With the molded-pulp bottle, consumers immediately understand the environmental proposition of the package. And, the likelihood of the molded-pulp shell being recycled is much greater, as OCC is recycled at a rate of 82% and ONP at 88%. “Recycled-content HDPE bottles are industry-leading,” says Swaine, “but it’s hard to tell the story because they look so much like traditional bottles. The new bottle is completely unique.”
Ecologic Brands (www.ecologicbrands.com) has found a winning application for its multi-component molded-pulp package in Seventh Generation’s new 4X concentrated brand of liquid laundry detergent (see packworld.com/package-31622 and packworld.com/video-31689). The product has been on shelf for just 12 weeks (at presstime) and is already the number-three top-selling detergent in its category of 150 SKUs. The package was also a winner with the 2011 Greener Package Awards judges, who rewarded it with an Environmental Impact award in the Non FDA-Regulated Products category. The Seventh Generation container consists of a molded-pulp outer shell made from 70% recycled cardboard (OCC) and 30% old newspapers (ONP) that can be recycled up to seven times. The material, without the paper label, has been certified through the Biodegradable Products Institute as being compostable per ASTM 6868. The package’s inner film pouch with spout has been constructed of polyethylene only, making it suitable for recycling with plastic grocery bags in retailer drop-off bins from Trex. When compared with a rigid plastic container, the pouch reduces plastic use by 75%, Ecologic informs. And, because the shells can be nested and the pouch can be transported flat to Seventh Generation, one truckload of the packaging materials equals nine truckloads of rigid plastic containers. Lastly, the package closure, as with most traditional laundry containers, is made from polypropylene, and is recyclable through Preserve’s Gimme 5 recyclingprogram, found in Whole Foods Market stores. The result: A lighter-weight package that easily fits into the existing recycling stream. Not that Seventh Generation is any newcomer to sustainable packaging advancements. At 80%, the company boasts the largest content of post-consumer recycled high-density polyethylene in its rigid laundry detergent containers. “We were reluctant at first to look at the molded-pulp bottle, because we had worked so hard at recycled HDPE,” says Peter Swaine, Seventh Generation’s director of packaging development. “But the reality is that only 29 percent of HDPE is recycled.” Swaine attributes the low number to several factors, including lack of consumer education, confusion surrounding the SPI codes for plastics, and the lack of recycling in many U.S. municipalities.

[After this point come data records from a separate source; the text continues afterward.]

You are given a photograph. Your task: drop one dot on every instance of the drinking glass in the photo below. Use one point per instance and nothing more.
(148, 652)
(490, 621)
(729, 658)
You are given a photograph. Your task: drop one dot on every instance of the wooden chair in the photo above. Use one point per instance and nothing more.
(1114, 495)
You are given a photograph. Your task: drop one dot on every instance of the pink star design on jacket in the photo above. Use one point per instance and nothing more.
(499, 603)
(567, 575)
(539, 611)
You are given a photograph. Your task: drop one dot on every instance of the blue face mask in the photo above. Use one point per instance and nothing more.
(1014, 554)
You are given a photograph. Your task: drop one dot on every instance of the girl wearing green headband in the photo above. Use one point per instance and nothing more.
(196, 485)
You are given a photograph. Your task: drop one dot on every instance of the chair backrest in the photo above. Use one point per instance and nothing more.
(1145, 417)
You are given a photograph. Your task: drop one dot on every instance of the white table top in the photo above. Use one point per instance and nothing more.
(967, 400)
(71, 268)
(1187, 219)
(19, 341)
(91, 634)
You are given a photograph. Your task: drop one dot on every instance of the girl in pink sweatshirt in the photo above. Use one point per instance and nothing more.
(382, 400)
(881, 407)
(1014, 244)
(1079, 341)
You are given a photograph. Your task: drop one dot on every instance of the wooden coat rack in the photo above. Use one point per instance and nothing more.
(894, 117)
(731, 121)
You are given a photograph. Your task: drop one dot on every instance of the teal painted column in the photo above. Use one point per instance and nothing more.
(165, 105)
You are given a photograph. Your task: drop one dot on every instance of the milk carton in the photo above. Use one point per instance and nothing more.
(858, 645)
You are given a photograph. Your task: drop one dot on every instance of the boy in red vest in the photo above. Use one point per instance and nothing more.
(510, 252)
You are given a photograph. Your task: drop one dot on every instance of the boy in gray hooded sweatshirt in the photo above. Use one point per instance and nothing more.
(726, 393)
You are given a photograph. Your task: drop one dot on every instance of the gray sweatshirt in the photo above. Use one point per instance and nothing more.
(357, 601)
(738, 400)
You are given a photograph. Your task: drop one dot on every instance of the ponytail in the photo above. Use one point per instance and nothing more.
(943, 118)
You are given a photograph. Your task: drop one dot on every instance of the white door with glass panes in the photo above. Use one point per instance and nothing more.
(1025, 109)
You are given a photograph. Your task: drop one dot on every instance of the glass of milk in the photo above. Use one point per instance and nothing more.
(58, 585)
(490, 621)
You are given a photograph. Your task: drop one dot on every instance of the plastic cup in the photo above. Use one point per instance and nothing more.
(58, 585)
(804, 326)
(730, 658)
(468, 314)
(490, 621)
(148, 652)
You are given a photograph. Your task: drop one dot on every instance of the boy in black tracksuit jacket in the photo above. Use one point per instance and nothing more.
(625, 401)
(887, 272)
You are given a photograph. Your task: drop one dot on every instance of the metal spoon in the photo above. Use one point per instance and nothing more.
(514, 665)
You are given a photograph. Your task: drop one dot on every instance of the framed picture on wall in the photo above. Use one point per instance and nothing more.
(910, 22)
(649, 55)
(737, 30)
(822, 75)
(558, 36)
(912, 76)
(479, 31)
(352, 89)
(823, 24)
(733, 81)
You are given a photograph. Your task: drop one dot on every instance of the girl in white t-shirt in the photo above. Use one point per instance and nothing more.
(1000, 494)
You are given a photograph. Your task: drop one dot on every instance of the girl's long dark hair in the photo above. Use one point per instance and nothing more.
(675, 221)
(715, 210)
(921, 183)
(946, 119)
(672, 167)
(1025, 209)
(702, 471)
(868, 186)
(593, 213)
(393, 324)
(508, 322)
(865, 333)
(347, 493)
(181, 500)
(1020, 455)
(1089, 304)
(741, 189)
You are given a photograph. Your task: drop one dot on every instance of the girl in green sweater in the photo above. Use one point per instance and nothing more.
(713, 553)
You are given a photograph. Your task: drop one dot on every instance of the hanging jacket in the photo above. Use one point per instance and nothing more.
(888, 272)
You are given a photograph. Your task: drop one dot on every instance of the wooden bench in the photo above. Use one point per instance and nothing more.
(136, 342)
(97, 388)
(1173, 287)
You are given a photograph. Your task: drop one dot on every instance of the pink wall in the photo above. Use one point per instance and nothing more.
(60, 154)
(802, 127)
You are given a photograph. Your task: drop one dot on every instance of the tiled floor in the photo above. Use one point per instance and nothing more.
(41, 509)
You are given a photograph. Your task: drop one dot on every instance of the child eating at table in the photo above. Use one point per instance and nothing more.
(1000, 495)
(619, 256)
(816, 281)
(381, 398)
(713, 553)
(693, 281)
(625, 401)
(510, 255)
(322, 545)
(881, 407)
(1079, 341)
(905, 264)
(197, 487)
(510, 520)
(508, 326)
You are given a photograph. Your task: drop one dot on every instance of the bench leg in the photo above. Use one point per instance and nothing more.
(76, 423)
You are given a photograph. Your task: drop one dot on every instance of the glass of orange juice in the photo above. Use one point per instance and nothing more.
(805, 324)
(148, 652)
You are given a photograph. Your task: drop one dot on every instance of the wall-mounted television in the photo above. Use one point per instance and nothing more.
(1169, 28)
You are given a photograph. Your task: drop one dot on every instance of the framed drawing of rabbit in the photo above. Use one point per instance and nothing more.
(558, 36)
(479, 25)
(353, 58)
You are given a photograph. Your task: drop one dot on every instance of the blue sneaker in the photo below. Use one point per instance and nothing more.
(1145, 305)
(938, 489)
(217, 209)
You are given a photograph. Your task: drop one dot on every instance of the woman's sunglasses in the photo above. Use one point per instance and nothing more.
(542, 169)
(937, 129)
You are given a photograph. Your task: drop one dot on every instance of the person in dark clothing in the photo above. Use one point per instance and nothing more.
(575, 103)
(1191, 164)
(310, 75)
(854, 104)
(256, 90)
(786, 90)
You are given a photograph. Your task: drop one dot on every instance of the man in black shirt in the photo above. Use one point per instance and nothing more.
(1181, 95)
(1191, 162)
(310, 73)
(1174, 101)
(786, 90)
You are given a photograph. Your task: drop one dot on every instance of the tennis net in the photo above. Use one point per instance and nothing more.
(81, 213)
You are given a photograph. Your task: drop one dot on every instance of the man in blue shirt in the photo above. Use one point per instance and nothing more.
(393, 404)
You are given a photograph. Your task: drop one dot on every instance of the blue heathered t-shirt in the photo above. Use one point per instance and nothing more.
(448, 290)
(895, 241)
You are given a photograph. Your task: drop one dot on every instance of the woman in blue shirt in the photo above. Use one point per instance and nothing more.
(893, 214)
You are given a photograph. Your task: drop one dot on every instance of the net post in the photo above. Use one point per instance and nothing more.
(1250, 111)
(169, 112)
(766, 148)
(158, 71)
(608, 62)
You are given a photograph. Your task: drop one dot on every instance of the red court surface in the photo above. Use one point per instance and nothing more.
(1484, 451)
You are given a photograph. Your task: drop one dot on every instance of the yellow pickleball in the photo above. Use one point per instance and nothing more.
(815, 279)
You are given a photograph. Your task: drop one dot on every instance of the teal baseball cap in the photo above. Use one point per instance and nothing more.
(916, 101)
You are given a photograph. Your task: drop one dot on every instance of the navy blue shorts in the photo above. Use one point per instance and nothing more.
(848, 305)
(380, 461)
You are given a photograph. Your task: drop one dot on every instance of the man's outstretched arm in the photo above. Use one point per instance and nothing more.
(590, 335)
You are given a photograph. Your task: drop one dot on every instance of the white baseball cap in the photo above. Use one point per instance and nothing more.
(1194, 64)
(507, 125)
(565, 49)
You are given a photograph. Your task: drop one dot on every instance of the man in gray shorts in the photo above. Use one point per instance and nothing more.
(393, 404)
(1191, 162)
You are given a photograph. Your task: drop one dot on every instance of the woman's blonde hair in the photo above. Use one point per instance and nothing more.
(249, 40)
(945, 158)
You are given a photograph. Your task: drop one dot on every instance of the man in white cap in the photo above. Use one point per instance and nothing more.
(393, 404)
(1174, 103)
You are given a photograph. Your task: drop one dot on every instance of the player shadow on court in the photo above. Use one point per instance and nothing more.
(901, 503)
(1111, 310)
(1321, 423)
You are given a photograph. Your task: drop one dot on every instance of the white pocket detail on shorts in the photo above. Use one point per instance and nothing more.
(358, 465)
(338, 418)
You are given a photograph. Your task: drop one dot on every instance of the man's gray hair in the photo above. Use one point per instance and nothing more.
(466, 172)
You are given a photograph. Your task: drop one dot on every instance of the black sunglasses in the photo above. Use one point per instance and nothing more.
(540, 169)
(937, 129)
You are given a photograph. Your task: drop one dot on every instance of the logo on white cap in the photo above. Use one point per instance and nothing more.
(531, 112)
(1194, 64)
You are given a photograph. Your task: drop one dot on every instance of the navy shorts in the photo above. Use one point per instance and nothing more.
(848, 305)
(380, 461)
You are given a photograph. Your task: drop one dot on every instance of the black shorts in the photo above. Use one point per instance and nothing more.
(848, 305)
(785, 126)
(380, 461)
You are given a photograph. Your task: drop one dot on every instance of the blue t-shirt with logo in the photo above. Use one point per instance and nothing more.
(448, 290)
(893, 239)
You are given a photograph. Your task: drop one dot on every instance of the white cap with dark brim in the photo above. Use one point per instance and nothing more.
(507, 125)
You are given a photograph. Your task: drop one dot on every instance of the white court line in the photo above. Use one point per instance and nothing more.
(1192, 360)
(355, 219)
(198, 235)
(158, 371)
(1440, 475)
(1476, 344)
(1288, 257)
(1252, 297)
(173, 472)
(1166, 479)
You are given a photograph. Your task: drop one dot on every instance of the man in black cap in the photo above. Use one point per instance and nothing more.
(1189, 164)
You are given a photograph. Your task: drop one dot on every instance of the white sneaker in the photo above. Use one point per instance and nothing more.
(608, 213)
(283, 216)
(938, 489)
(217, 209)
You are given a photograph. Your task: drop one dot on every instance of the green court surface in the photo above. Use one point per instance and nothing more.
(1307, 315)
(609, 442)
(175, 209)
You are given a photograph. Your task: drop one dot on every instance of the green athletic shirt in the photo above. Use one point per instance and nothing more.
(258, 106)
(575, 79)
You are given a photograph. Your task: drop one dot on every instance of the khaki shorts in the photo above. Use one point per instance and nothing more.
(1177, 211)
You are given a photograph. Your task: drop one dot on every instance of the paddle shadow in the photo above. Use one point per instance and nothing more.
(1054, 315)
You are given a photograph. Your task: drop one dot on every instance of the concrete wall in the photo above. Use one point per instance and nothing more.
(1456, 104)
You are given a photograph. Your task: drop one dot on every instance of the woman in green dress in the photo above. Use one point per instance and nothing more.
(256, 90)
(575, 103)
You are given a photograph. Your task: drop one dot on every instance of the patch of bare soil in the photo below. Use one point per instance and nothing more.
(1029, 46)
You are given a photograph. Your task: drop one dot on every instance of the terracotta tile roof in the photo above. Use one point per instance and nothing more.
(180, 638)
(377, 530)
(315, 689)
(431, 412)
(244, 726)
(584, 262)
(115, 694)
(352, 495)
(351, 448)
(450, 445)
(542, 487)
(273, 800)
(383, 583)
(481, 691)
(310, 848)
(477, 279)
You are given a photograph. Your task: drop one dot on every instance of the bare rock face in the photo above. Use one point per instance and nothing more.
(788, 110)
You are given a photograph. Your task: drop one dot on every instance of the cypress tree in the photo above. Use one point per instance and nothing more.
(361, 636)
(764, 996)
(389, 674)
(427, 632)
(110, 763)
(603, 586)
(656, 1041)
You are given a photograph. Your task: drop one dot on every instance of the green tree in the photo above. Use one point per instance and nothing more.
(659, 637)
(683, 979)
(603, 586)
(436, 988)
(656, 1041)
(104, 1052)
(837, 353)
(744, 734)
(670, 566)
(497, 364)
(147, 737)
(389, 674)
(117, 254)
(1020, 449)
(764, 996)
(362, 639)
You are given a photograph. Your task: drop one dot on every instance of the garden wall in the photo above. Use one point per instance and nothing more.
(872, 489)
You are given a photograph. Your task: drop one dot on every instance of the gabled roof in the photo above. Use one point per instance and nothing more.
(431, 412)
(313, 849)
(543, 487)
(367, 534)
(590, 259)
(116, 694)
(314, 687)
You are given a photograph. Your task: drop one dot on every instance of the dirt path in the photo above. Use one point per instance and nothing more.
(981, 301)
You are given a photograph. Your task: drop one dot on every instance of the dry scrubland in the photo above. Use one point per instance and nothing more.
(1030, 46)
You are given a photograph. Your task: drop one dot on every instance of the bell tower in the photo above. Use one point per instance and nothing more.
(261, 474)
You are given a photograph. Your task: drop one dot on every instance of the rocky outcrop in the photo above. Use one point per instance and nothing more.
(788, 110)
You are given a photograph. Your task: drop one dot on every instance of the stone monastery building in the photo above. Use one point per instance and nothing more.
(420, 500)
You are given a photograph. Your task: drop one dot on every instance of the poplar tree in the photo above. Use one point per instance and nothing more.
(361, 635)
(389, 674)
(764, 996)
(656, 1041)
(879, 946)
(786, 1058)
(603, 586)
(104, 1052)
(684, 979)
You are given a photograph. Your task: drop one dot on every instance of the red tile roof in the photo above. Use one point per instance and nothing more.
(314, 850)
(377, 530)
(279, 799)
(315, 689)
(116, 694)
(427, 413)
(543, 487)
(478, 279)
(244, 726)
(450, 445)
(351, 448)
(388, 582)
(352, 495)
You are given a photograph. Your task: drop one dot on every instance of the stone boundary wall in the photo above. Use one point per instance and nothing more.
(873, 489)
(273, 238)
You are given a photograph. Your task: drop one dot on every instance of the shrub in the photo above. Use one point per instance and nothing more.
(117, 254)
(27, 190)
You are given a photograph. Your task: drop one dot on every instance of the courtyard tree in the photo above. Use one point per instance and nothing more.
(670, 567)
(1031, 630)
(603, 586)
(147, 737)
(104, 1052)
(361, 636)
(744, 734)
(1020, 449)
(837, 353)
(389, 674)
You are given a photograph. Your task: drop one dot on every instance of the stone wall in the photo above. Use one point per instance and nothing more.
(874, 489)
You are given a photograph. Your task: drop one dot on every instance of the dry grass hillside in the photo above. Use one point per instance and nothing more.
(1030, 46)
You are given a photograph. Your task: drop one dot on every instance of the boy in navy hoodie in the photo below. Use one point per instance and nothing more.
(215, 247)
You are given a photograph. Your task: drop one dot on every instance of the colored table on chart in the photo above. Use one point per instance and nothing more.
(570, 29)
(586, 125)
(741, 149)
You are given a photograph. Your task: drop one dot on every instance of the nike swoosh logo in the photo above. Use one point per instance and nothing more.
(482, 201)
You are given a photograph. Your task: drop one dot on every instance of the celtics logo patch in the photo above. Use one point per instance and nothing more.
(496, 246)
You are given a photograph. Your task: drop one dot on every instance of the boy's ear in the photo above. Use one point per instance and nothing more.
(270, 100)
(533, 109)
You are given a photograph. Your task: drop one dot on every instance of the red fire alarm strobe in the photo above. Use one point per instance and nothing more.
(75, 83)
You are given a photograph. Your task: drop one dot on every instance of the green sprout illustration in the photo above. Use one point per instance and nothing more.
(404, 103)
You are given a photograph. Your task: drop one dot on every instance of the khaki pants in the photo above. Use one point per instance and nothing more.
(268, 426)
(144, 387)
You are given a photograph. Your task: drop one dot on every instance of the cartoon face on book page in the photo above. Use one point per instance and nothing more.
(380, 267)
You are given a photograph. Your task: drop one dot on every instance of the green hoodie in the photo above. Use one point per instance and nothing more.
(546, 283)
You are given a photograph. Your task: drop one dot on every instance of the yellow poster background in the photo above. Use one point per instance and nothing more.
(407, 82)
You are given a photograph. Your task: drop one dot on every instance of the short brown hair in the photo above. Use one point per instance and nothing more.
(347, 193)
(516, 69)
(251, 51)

As Ecologic founder and CEO Julie Corbett explains, part of that unique appearance also comes from the challenges associated with using recycled paper materials, which often have a large variance in the quality and origins of the feedstock. “Both these factors will have an effect on the color and outside appearance of the shell,” she says. “For example, small spots or flecks might be visible on the outside and inside of the shell.”
“If we want to continue to make products from recycled materials, this is something consumers will have to overcome. Our bottle’s general likeability and design will help consumers better understand that the beauty of a package is not only about the outside appearance, but also about the origins of materials.”
One current package-manufacturing drawback of the shell versus injection molding of rigid plastics is that the molded-pulp packaging requires the application of heat longer than required for plastic. Corbett assures that technology is quickly advancing to solve this issue. “The direction is the right direction, and this is an industry that has taken on a new life, but it’s kind of at its infancy in terms of infrastructure.”
Corbett reports that future projects in the works for Ecologic include the development of a 64-oz stock container, as well as other stock sizes, and “custom bottles for many other customers for liquids, dry ingredients, consumables, and non-consumable products.”
Says Greener Package Awards judge Jack DiMartino of Stonyfield Farms, “I love everything about this project; the amount of thought and consideration for its consumers and the environment, puts Seventh Generation on a different level for sustainable packaging.”